REPUBLIKA.CO.ID, JAKARTA--Permintaan pasar dunia terhadap kelapa sawit yang meningkat secara signifikan tak diiringi dengan peningkatan kehidupan pekebun.
Salah satu kebijakan yang penting dalam pengaturan sektor perkebunan yang disahkan akhir tahun lalu adalah UU Nomor 39 Tahun 2014 tentang Perkebunan.
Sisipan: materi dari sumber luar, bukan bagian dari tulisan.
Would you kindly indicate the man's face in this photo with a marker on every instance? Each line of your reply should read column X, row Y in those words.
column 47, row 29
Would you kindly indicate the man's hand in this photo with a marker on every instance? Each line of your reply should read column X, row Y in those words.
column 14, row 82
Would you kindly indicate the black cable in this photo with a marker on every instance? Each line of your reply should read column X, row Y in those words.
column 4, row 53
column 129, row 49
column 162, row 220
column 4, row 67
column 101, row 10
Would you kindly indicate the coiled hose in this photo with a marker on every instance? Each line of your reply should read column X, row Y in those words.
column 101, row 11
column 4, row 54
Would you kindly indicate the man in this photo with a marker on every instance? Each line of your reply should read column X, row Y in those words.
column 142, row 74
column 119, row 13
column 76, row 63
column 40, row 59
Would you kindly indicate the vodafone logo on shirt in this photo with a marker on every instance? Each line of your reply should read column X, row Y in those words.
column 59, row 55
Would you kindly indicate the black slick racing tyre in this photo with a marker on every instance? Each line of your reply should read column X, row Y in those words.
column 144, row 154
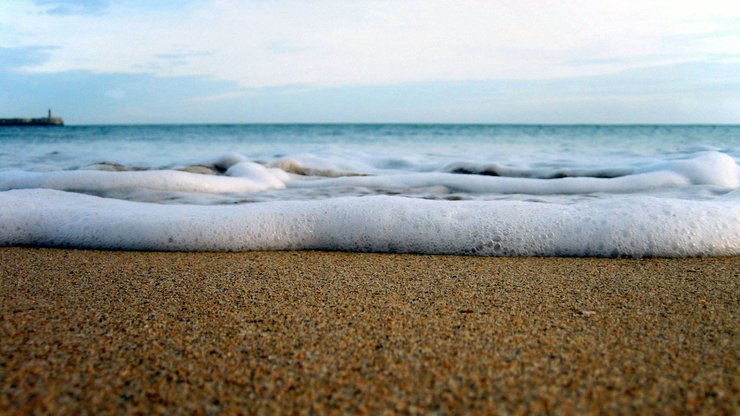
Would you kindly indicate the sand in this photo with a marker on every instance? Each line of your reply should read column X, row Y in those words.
column 313, row 332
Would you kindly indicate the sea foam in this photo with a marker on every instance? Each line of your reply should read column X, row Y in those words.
column 629, row 226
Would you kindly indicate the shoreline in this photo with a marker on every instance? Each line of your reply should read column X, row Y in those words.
column 291, row 332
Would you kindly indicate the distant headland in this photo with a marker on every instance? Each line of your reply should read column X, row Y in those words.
column 43, row 121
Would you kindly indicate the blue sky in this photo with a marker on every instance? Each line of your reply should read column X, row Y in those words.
column 496, row 61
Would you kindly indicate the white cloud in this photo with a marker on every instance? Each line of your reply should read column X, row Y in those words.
column 329, row 43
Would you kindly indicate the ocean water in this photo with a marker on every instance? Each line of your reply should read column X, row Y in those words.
column 614, row 191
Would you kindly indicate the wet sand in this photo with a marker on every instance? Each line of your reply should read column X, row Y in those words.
column 314, row 332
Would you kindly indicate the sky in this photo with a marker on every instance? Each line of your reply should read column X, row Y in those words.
column 402, row 61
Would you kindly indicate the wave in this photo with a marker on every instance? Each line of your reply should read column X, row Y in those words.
column 640, row 226
column 235, row 174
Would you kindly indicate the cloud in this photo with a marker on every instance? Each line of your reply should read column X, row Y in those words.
column 73, row 7
column 327, row 43
column 18, row 58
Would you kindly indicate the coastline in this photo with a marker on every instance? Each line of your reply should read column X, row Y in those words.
column 290, row 332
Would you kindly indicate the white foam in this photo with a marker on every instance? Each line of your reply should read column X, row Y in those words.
column 712, row 169
column 92, row 181
column 630, row 226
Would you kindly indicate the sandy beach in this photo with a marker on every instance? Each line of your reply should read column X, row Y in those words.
column 313, row 332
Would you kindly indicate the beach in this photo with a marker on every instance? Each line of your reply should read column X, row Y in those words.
column 332, row 332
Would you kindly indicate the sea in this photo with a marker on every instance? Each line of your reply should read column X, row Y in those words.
column 488, row 190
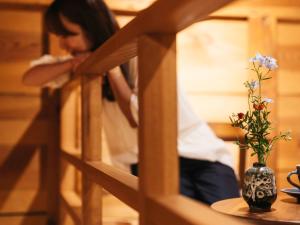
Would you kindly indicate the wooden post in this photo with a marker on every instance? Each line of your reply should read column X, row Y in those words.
column 53, row 158
column 158, row 158
column 262, row 38
column 91, row 148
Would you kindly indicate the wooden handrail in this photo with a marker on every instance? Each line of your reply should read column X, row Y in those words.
column 157, row 199
column 168, row 16
column 121, row 184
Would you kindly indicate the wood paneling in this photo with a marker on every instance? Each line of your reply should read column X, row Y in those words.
column 24, row 220
column 21, row 107
column 211, row 58
column 11, row 79
column 22, row 201
column 23, row 131
column 21, row 167
column 19, row 45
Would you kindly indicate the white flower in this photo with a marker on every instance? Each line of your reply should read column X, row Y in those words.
column 270, row 63
column 268, row 100
column 258, row 58
column 266, row 61
column 254, row 84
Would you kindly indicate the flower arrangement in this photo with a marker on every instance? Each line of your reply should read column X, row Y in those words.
column 255, row 121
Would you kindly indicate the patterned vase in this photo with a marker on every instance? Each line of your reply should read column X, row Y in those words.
column 259, row 188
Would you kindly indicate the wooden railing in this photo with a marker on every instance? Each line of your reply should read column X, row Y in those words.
column 155, row 194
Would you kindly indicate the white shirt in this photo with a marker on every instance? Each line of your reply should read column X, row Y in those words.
column 195, row 139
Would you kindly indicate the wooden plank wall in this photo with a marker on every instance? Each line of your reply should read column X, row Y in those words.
column 213, row 57
column 25, row 136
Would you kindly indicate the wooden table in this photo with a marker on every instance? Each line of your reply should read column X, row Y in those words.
column 285, row 210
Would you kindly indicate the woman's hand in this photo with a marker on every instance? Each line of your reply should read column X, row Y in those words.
column 78, row 59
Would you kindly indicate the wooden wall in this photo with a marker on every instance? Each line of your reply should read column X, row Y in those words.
column 213, row 57
column 25, row 121
column 212, row 60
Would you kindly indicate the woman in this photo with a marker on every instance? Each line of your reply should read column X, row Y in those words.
column 82, row 26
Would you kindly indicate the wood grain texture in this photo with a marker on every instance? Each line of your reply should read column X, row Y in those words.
column 285, row 210
column 174, row 20
column 178, row 210
column 91, row 148
column 121, row 184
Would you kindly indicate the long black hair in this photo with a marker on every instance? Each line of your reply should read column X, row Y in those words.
column 96, row 20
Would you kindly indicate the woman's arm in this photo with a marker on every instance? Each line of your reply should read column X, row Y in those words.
column 45, row 72
column 42, row 74
column 122, row 93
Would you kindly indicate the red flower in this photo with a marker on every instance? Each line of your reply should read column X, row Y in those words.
column 241, row 115
column 258, row 107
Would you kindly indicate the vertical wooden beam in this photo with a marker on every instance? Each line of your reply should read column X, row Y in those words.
column 91, row 148
column 262, row 38
column 158, row 158
column 53, row 157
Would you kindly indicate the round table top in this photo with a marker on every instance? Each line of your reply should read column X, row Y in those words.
column 285, row 210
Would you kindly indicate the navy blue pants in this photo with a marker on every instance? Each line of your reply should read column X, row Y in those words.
column 204, row 181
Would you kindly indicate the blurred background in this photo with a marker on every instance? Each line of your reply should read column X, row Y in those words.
column 212, row 67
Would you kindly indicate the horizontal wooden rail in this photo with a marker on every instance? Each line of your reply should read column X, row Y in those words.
column 71, row 203
column 175, row 15
column 178, row 210
column 121, row 184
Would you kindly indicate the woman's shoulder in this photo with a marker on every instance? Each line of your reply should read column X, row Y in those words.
column 47, row 59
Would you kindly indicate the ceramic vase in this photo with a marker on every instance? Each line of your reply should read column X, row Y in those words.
column 259, row 188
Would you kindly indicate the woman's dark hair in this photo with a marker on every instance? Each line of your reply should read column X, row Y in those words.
column 96, row 20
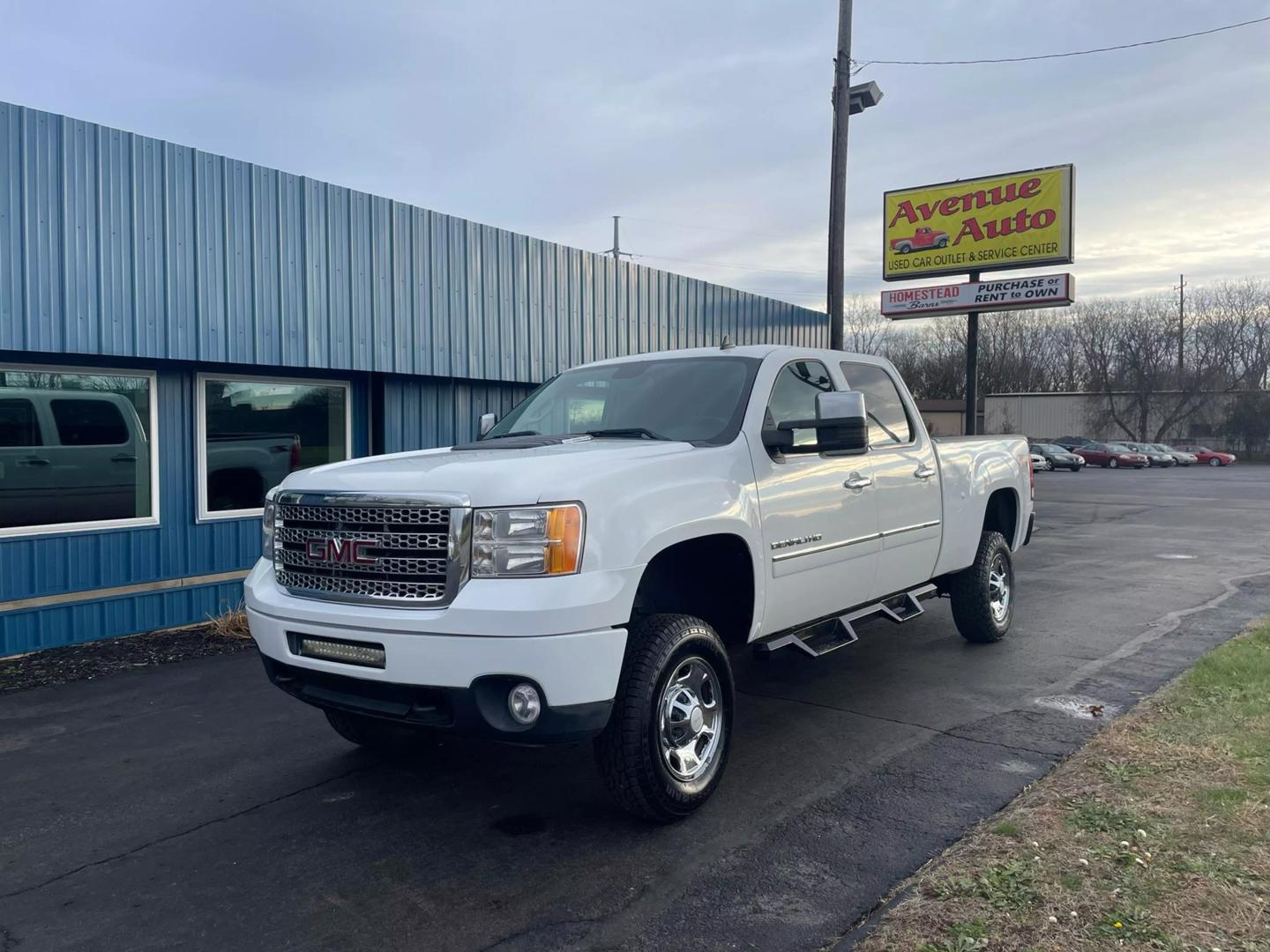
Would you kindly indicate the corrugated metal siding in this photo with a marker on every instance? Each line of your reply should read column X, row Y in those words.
column 118, row 244
column 421, row 413
column 178, row 547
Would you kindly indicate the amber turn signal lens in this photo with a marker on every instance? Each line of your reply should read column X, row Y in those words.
column 564, row 534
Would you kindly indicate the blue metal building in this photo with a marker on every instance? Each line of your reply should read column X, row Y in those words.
column 167, row 314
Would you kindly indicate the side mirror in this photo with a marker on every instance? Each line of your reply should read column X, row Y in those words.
column 841, row 424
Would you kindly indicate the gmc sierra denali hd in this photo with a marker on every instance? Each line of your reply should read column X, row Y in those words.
column 585, row 566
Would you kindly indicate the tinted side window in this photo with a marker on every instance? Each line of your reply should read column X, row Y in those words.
column 888, row 420
column 89, row 423
column 18, row 426
column 794, row 397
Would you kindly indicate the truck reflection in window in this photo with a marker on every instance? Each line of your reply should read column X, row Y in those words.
column 258, row 432
column 72, row 449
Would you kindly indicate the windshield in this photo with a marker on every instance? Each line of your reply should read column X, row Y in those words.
column 691, row 398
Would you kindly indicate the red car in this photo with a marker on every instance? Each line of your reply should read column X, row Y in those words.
column 1208, row 456
column 925, row 236
column 1113, row 456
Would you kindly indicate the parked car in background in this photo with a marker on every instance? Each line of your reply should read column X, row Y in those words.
column 1058, row 458
column 1211, row 457
column 1113, row 456
column 1181, row 456
column 1154, row 457
column 1070, row 442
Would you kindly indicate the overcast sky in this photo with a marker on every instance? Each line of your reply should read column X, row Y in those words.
column 704, row 122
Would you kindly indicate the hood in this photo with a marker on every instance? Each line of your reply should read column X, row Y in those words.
column 494, row 476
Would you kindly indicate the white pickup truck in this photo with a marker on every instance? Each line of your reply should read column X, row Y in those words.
column 585, row 568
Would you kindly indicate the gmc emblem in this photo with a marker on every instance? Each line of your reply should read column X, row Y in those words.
column 342, row 551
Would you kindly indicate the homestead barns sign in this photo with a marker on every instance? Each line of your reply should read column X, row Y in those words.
column 1020, row 219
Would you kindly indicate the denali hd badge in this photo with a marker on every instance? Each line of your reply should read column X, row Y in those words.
column 799, row 541
column 342, row 551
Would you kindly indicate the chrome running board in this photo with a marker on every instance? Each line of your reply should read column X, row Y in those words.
column 831, row 634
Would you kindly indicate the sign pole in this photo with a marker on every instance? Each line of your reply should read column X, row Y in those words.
column 972, row 368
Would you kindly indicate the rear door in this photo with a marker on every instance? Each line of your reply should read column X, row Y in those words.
column 819, row 512
column 98, row 457
column 26, row 496
column 906, row 481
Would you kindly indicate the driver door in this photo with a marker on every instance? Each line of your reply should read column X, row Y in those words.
column 819, row 513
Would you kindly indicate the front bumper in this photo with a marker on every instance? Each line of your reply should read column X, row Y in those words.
column 460, row 657
column 479, row 710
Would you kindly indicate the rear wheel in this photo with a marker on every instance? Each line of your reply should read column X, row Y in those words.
column 982, row 594
column 666, row 746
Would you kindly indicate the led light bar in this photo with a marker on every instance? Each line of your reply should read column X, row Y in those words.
column 344, row 651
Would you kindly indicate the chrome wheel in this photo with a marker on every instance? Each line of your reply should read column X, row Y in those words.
column 690, row 720
column 998, row 588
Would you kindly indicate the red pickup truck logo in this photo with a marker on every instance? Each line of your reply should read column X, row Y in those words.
column 925, row 236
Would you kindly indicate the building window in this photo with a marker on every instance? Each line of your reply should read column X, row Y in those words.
column 77, row 450
column 254, row 432
column 888, row 419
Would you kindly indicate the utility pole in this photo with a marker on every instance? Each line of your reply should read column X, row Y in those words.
column 1181, row 323
column 972, row 368
column 839, row 173
column 616, row 250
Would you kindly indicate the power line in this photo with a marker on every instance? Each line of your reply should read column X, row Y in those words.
column 715, row 227
column 1072, row 52
column 746, row 267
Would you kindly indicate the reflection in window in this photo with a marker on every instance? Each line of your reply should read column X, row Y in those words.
column 888, row 419
column 74, row 449
column 794, row 397
column 257, row 433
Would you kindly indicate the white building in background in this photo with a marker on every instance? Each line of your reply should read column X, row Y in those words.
column 1077, row 414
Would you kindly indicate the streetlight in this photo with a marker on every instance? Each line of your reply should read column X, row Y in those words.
column 859, row 98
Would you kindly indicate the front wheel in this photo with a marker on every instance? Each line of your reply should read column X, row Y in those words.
column 983, row 593
column 666, row 746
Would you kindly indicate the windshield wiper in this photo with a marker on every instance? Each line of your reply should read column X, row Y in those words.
column 628, row 433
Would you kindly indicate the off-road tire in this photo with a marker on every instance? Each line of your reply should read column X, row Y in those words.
column 628, row 750
column 374, row 733
column 972, row 608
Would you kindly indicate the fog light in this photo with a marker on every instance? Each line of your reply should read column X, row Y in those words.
column 524, row 703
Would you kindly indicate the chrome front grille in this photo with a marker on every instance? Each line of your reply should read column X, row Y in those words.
column 401, row 553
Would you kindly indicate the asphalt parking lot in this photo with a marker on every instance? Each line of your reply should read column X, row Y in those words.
column 193, row 807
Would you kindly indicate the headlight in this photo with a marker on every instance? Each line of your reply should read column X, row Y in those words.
column 527, row 541
column 271, row 510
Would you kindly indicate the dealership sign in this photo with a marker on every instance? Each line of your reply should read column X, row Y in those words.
column 1009, row 294
column 1021, row 219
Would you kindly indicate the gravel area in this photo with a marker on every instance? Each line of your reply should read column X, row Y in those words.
column 97, row 659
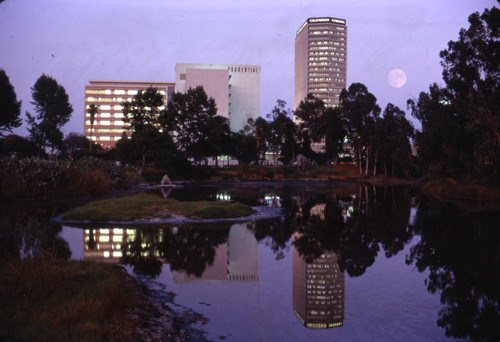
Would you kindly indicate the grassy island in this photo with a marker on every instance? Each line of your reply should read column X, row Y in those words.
column 144, row 206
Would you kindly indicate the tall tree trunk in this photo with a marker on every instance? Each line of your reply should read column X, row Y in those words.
column 359, row 161
column 367, row 159
column 143, row 157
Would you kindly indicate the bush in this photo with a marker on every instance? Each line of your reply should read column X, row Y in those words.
column 38, row 178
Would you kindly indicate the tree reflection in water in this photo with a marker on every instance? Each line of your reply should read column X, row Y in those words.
column 461, row 250
column 26, row 231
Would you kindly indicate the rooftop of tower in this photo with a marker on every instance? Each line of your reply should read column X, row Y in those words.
column 321, row 20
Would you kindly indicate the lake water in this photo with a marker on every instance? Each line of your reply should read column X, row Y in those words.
column 335, row 262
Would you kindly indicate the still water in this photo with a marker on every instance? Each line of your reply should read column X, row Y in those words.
column 336, row 262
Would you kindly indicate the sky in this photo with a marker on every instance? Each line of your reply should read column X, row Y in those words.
column 75, row 41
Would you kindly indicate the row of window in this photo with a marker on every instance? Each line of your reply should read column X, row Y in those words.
column 105, row 138
column 326, row 79
column 316, row 32
column 313, row 64
column 316, row 42
column 106, row 123
column 243, row 69
column 110, row 92
column 106, row 130
column 115, row 92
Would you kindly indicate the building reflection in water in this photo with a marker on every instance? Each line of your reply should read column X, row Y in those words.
column 318, row 291
column 104, row 244
column 235, row 260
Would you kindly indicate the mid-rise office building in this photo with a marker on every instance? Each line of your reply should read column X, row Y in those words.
column 235, row 88
column 108, row 96
column 321, row 60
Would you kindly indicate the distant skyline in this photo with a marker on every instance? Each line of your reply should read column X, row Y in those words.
column 131, row 40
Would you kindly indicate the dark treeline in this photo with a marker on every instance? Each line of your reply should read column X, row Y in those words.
column 460, row 134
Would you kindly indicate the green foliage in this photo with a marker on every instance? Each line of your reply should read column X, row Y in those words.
column 191, row 118
column 472, row 76
column 35, row 178
column 143, row 112
column 10, row 108
column 360, row 110
column 17, row 147
column 331, row 127
column 283, row 135
column 150, row 206
column 308, row 112
column 53, row 111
“UU Perkebunan ini masih kurang mengakomodir kepentingan pekebun mandiri karena tidak mengatur tentang tata kelola perkebun alternatif yang mengangkat peran koperasi rakyat. UU ini hanya mengatur yang dianggap tidak penting oleh petani seperti skema kemitraan,” nilai Mansuetus Darto dari Serikat Petani Kelapa Sawit dalam rilisnya, Rabu (18/2).
Skema Kemitraan dalam UU Perkebunan ini pun masih belum mampu untuk memposisikan masyarakat/petani sejajar dengan perusahaan dalam pengelolaan usaha perkebunan. Selain itu, aspek lingkungan dalam UU ini masih samar-samar dan terkadang tidak tegas dalam perlindungan lingkungan hidup.
“Tidak adanya dukungan terhadap upaya perlindungan khususnya pada wilayah yang bernilai karbon tinggi (HCS) dan bernilai konservasi tinggi (HCV) serta lahan gambut di dalam wilayah konsesi perkebunan,” kritiknya.
Peran Pemerintah dalam upaya mengembangkan dan mempromosikan produk kelapa sawit bebas deforestasi di Indonesia di pasar global tak terlihat. Juru kampanye Hutan Greenpeace Indonesia Annisa Rahmawati melihat, UU Perkebunan ini tidak menjelaskan tentang penegakan hukum dan penindakan terhadap persoalan perusakan lingkungan.
“UU ini tidak menjelaskan dengan tegas soal peran serta masyarakat yang memiliki sifat berkeadilan,”tegasnya.